Ieng Sary served as foreign minister in Cambodia's brutal Khmer Rouge regime. He and his wife Ieng Thirith were brought before the country's U.N.-backed genocide tribunal to face charges of crimes against humanity and war crimes.
Ieng Sary and his wife Ieng Thirith, who was minister for social affairs in the 1975-79 Khmer Rouge government, were served with arrest warrants at dawn at their residence in the capital, Phnom Penh, and driven to the tribunal's office. They are being held overnight pending further questioning.
They became the third and fourth people to be arrested by the tribunal, officially called the Extraordinary Chambers in the Courts of Cambodia.
The radical policies of the communist Khmer Rouge are widely blamed for the deaths of some 1.7 million people from starvation, disease, overwork and execution. None of the group's leaders has faced trial yet.
The arrests come almost three decades after the Khmer Rouge fell from power, with many fearing the aging suspects may die before they ever see a courtroom. Trials are expected to begin next year.
At a trial conducted in 1979 under the auspices of Vietnam, which invaded Cambodia to oust the Khmer Rouge, Ieng Sary was sentenced to death in absentia. But the proceedings, in the fashion of a Soviet show trial, served the purposes of propaganda more than justice.
The U.N.-assisted tribunal was created last year after seven years of contentious negotiations between the United Nations and Cambodia. Prime Minister Hun Sen, once a Khmer Rouge officer himself, asked for U.N help with a trial only in 1997, after enlisting surrendered Khmer Rouge officials as his political allies. Critics accused him of delaying a trial for fear it could upset the political equilibrium.
Ieng Sary and his wife were members of the inner circle of the Khmer Rouge. They were French-educated like its charismatic leader, the late Pol Pot, whose radicalism turned the country into a virtual charnel house. The connection was linked by marriage: Ieng Thirith's sister Khieu Ponnary was Pol Pot's first wife.
Besides being deputy prime minister and foreign minister, Ieng Sary was a member of the policy-making central committee.
He has also been accused of being personally responsible for luring home diplomats and intellectuals from overseas to join the revolution after the 1975 Khmer Rouge victory over a pro-U.S. government. The returnees were arrested and put in re-education camps, and most were later executed.
Ieng Sary "promoted, instigated, facilitated, encouraged and/or condoned the perpetration of the crimes" when the Khmer Rouge held power, according to a July 18 document presented by the tribunal's prosecutors to its investigating judges.

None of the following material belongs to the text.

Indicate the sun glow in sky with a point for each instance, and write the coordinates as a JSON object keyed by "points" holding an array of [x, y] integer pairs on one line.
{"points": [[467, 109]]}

The tribunal is being conducted under Cambodian law, which follows the French model.
The document said there was evidence of Ieng Sary's participation in crimes included planning, directing and coordinating Khmer Rouge "policies of forcible transfer, forced labor and unlawful killings."
"I have done nothing wrong," Ieng Sary, 77, told The AP in October while visiting Bangkok, Thailand, for a medical checkup.
"I am a gentle person. I believe in good deeds. I even made good deeds to save several people's lives (during the regime). But let them (the tribunal) find what the truth is," he said, without elaborating.
The alleged crimes of his wife, Ieng Thirith, who is believed to be 75, include her participation in "planning, direction, coordination and ordering of widespread purges ... and unlawful killing or murder of staff members from within the Ministry of Social Affairs," the prosecutors' filing said.
When the Khmer Rouge lost power in 1979, Ieng Sary retreated with them to the jungles, from where they conducted a guerrilla war. In 1996, with the group's forces in sharp decline, Ieng Sary defected with a large coterie of followers, effectively setting the stage for the total collapse of the Khmer Rouge two years later.
His belated turn of heart earned him a limited amnesty from then-King Norodom Sihanouk - but one that officials have declared does not apply to the tribunal's charges.
Youk Chhang, director of the Documentation Center of Cambodia, an independent group documenting Khmer Rouge atrocities, said that prior to his arrest, Ieng Sary had been "the most politically untouchable Khmer Rouge leader."
The other Khmer Rouge members in the tribunal's custody are Nuon Chea, the group's former ideologist, and Kaing Guek Eav, also known as Duch, who headed the Khmer Rouge S-21 torture center. They were charged with war crimes and crimes against humanity earlier this year.
According to the prosecutors' papers, the fifth suspect they seek to charge is Khieu Samphan, who was the nominal head of state during the Khmer Rouge rule.